Half crouching, half tripping on the wide fabric of her hem, Clo climbed into the blackness, groping along the floor and walls with her hands. Breathing heavily, she felt the jammishness returning to her legs: she had lain too long in bed, her lungs had held too much water, the path was steep. The passage narrowed further: she knocked her head against the ceiling once, twice, and she nearly stopped in frustration. She did not feel like Clo, wall-jumper, forest-trekker, window-breaker. She felt like Clo, smock-wearer, air-gasper, jelly-leg-walker. Insubstantial as thread. Frayed thread.
Gritting her teeth, she tore at the hem of her smock, ripping away the wide circle of fabric below her knees. She sighed—her legs were free—and climbed on.

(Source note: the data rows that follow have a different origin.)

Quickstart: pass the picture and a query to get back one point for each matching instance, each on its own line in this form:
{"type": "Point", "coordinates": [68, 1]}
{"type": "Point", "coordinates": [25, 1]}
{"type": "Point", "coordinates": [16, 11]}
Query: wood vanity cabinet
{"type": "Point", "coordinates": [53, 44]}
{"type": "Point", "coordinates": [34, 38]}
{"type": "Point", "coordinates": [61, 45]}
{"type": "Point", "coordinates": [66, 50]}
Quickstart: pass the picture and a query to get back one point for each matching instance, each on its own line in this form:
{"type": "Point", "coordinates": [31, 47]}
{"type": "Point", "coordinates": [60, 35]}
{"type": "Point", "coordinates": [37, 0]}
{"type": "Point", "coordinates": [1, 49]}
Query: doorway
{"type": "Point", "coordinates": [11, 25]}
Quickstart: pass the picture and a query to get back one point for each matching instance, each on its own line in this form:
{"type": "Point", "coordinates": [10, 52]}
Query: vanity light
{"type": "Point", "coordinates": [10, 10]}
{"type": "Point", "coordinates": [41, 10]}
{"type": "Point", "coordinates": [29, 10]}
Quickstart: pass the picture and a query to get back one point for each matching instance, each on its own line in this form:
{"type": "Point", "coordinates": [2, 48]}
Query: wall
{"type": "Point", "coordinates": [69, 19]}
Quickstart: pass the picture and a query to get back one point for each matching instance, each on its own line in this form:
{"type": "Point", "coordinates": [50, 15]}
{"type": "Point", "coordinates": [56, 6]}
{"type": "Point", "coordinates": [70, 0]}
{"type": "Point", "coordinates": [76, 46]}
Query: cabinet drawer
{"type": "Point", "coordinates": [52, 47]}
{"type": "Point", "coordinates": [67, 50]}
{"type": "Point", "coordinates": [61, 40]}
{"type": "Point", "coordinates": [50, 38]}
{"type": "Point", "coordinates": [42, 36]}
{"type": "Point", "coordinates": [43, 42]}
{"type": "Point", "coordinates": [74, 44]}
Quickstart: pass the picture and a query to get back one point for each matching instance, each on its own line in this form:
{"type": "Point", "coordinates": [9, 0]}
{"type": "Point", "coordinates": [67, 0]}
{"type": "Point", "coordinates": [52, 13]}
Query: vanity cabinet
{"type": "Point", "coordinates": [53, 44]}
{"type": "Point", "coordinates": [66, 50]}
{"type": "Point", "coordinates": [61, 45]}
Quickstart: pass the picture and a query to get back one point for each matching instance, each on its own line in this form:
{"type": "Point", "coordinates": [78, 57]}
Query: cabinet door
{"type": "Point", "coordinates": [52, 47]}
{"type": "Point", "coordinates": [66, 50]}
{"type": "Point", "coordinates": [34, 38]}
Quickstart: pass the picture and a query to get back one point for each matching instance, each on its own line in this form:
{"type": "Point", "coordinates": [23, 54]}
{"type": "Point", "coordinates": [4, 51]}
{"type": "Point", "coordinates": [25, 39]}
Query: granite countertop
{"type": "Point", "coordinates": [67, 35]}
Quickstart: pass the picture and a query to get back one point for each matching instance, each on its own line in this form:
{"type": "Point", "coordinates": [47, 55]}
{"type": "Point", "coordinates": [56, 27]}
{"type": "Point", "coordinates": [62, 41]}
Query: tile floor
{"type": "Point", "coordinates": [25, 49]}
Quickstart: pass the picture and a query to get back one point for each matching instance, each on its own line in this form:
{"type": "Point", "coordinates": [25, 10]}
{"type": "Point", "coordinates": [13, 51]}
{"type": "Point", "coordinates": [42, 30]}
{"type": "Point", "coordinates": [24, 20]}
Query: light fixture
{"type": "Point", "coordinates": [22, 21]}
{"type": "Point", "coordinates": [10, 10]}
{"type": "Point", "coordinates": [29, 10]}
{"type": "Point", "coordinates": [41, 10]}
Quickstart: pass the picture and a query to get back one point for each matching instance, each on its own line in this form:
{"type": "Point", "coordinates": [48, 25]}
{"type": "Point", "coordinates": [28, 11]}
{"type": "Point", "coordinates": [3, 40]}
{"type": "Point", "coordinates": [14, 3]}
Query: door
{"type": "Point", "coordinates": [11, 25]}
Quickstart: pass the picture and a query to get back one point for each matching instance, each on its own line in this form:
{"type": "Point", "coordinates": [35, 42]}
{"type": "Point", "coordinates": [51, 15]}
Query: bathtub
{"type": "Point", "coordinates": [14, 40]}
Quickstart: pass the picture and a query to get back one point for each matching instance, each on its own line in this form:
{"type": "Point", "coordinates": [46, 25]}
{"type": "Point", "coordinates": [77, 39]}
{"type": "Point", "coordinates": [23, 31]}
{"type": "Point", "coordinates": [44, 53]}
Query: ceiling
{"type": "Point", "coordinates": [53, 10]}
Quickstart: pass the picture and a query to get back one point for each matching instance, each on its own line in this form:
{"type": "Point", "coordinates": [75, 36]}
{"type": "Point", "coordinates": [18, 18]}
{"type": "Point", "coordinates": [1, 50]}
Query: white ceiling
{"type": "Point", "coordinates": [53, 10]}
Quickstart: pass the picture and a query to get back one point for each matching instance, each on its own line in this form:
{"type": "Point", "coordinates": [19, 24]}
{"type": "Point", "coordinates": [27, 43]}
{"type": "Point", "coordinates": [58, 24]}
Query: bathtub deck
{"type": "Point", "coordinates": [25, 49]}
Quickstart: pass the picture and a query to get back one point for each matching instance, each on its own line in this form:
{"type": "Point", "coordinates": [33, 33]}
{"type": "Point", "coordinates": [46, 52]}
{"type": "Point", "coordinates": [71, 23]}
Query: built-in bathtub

Slowly, the darkness became grayer. She could see an end to the passage—a blot of light. And then, under the tpp-tpp of her footsteps, she heard, faintly, piping. Cary-like piping.
Crouched so low she was nearly crawling, she rushed toward the blot of light.
The tunnel ended, and she found herself, abruptly, in open air—gray sky all around her. She had reached the very top of the cliff. She stood, shakily. A few steps forward would land her in the crevasse where the village was tucked—she could see the roofs of the houses far below. A few steps to the side would send her tumbling into the sea. The wind tugged at her smock.
“Clo?”
She turned. Behind her, sitting in the middle of a pile of nets and tucked under a white, sail-like thing, as far as possible from the edges of cliff and crevasse, was Cary. Moons bright with surprise, he put down his flute.
“Be careful…” He held out a steadying hand as she approached. Lifting the white thing, he made room for her beside him.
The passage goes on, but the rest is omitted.